С Эри и Сабом они общались охотнее, но тоже словно бы через силу — Эри несколькими днями спустя призналась, что ей от этого общения только хуже. Они словно заставляют себя, говорила она, им не хочется, им не нравится. Саб соглашался — да, так и есть, мы их словно принуждаем к чему-то, хотя, казалось бы, зачем нам это?
О принуждении чуть позже сказал и Скрипач. Он напрямую заявил, что ему надоела эта тихая война, которую против них затевают, и что он будет летать только чтобы лечить, если его откровения никому ни на фиг не сдались. Ит согласился, и рассказы они прекратили, сосредоточившись на работе, и на коротких диалогах ни о чём. Что мы делаем не так? думалось Иту. Что они делают? Есть же какая-то причина, вроде бы начали общаться, а теперь замыкаются, и словно бы в них появилось очень знакомое отчаяние, которое есть почти во всех считках. Из-за чего? Спрашивать бесполезно, не ответят. Или, как это уже пару раз делал Пятый, ответят — но так, что хочется развернуться и уйти. Как он сказал? «Это не должно тебя волновать». Да, точно, первый раз так и было. А еще было «занимайся, пожалуйста, своим делом». Причем своё дело на тот момент заключалось в проработке схемы для него же на следующий день.
Спрашивать всё-таки пытались, ненавязчиво, редко — чтобы прояснить для себя хоть какие-то моменты. Например, кто помогал в устройстве тайника. Кем был тот агент, считка которого попала в архив. Но ответов — не было. Либо «не помню», либо «неважно», либо вообще молчание, и «я хочу спать».
— Чемодан без ручки, — как-то с горечью заметил Скрипач. — Нести тяжело, а бросить жалко. Блин, ну обидно же! Мы помочь пытаемся, а они, кажется, все наши усилия принимают не за помощь, а за что-то совсем другое. И ведь не объяснишь, потому что просто не слушают.
— Согласен, — мрачно подтвердил Фэб. — Это надо как-то менять, вот только как…
Однажды утром Ит, привычно собиравшийся лететь работать, спустился в гостиную, чтобы позавтракать, и вдруг заметил то, что не замечал все эти дни — оказывается, в доме царил полнейший раздрай и беспорядок. «Да уж, — подумал Ит. — Мы к ним туда фактически переехали. Мы все время торчим поблизости, словно… словно на них свет клином сошелся, и мы там нужны, но ведь на самом деле это не так. К черту, надоело. Сколько можно». Он налил себе кофе, сел за стол, и вызвал Фэба.
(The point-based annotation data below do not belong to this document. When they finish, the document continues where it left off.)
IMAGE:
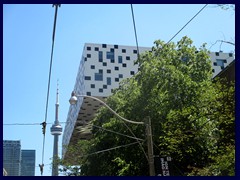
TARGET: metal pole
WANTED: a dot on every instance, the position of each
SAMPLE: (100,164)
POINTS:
(150,147)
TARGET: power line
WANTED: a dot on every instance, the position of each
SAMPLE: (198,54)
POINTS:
(49,78)
(187,23)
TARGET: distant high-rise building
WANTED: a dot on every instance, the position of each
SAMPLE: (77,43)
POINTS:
(28,163)
(12,157)
(101,68)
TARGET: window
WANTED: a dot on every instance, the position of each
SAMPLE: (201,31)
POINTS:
(87,77)
(119,59)
(100,56)
(110,55)
(109,81)
(104,86)
(98,77)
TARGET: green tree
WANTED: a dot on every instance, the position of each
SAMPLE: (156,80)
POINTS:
(174,88)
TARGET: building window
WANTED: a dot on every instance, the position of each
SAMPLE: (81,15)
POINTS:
(98,76)
(119,59)
(89,93)
(100,56)
(109,81)
(110,55)
(87,77)
(104,86)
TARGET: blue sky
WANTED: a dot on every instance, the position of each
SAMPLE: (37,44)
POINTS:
(27,41)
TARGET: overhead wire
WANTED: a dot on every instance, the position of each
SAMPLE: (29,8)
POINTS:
(49,81)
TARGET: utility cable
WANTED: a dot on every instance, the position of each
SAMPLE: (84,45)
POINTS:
(187,23)
(49,82)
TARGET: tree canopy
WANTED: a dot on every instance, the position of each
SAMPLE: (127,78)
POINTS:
(192,117)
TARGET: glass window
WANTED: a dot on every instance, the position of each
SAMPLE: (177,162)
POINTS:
(100,56)
(104,86)
(98,76)
(109,81)
(119,59)
(87,77)
(110,55)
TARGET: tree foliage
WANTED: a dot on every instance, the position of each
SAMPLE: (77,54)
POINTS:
(192,117)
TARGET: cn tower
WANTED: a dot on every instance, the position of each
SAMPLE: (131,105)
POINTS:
(56,130)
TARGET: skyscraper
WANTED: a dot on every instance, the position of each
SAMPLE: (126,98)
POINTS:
(28,163)
(101,69)
(12,157)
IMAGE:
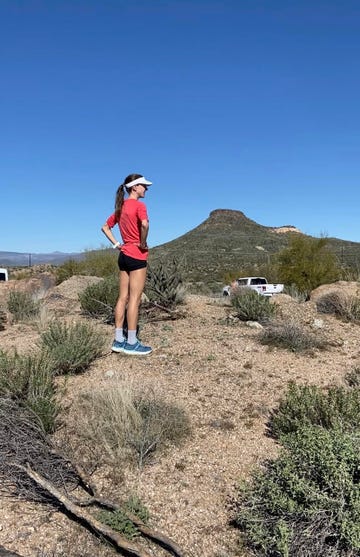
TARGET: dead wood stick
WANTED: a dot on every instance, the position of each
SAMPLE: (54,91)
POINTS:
(5,553)
(82,516)
(95,499)
(153,535)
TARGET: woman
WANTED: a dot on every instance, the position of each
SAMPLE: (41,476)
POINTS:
(131,216)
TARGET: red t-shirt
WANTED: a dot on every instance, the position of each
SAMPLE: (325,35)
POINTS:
(132,213)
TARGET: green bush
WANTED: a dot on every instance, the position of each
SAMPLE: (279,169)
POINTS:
(164,284)
(352,378)
(99,300)
(305,405)
(251,306)
(307,263)
(307,501)
(28,379)
(72,347)
(291,336)
(118,520)
(98,263)
(23,306)
(333,302)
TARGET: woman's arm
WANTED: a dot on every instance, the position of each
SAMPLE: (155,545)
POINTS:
(143,234)
(108,233)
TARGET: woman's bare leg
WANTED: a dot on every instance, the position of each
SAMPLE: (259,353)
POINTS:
(136,286)
(120,308)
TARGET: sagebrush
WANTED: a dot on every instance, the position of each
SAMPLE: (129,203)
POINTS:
(28,379)
(306,502)
(72,347)
(306,405)
(290,335)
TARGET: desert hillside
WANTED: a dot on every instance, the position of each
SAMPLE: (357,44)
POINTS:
(214,368)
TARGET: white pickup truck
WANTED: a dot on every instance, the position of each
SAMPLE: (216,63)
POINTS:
(259,284)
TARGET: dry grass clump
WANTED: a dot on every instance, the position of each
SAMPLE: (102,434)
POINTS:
(290,335)
(115,424)
(23,306)
(28,379)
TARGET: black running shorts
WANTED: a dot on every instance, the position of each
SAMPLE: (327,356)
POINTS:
(129,264)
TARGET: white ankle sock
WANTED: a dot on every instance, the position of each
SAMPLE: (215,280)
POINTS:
(119,335)
(132,337)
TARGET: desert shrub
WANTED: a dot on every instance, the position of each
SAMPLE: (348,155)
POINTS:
(339,304)
(164,283)
(101,421)
(355,309)
(67,270)
(251,306)
(3,320)
(100,263)
(28,379)
(306,502)
(290,335)
(118,520)
(307,263)
(303,405)
(23,305)
(333,302)
(72,347)
(160,423)
(99,300)
(352,378)
(115,424)
(293,291)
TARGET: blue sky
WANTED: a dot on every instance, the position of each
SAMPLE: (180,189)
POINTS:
(250,105)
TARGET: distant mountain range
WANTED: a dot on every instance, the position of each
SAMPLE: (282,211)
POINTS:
(226,241)
(14,259)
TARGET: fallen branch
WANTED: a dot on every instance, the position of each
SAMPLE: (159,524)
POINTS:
(153,535)
(96,500)
(85,518)
(5,553)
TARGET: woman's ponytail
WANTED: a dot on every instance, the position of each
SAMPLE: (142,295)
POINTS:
(119,200)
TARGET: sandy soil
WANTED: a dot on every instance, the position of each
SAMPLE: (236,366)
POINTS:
(217,370)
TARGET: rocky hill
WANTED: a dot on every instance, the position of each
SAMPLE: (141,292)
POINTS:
(228,240)
(225,380)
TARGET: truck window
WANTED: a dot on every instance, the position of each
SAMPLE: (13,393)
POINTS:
(258,280)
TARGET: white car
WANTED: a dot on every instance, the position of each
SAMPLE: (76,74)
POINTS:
(259,284)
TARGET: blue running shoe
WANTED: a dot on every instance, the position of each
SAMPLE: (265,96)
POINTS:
(137,349)
(118,346)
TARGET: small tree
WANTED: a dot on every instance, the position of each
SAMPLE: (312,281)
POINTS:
(307,263)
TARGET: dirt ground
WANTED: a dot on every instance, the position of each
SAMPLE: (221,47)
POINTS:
(227,382)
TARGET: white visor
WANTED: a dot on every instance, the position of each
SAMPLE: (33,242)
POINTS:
(138,181)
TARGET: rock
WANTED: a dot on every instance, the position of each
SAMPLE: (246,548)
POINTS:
(317,324)
(254,325)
— Привет. Слушай, скажи там — я сегодня не полечу никуда. И Скрипач тоже, — сказал он. — Мы остаемся дома.
— Почему? — удивился Фэб.
— Потому что у нас тоже могут быть дела. Потому что дом превратился в свинарник. Потому что мы едим на ходу, и постоянно заказываем всякую дрянь…
— Вполне нормальная еда, — возразил Фэб, но Ит не дал ему продолжить.
— Она нормальная, но она не домашняя, — парировал он. — Мы там возимся с ними, как с писаной торбой, а дома… в общем, сейчас рыжий из душа выползет, и я ему это тоже расскажу. Хоть немного приведем тут всё в порядок, и, если успеем, сделаем нормальный ужин.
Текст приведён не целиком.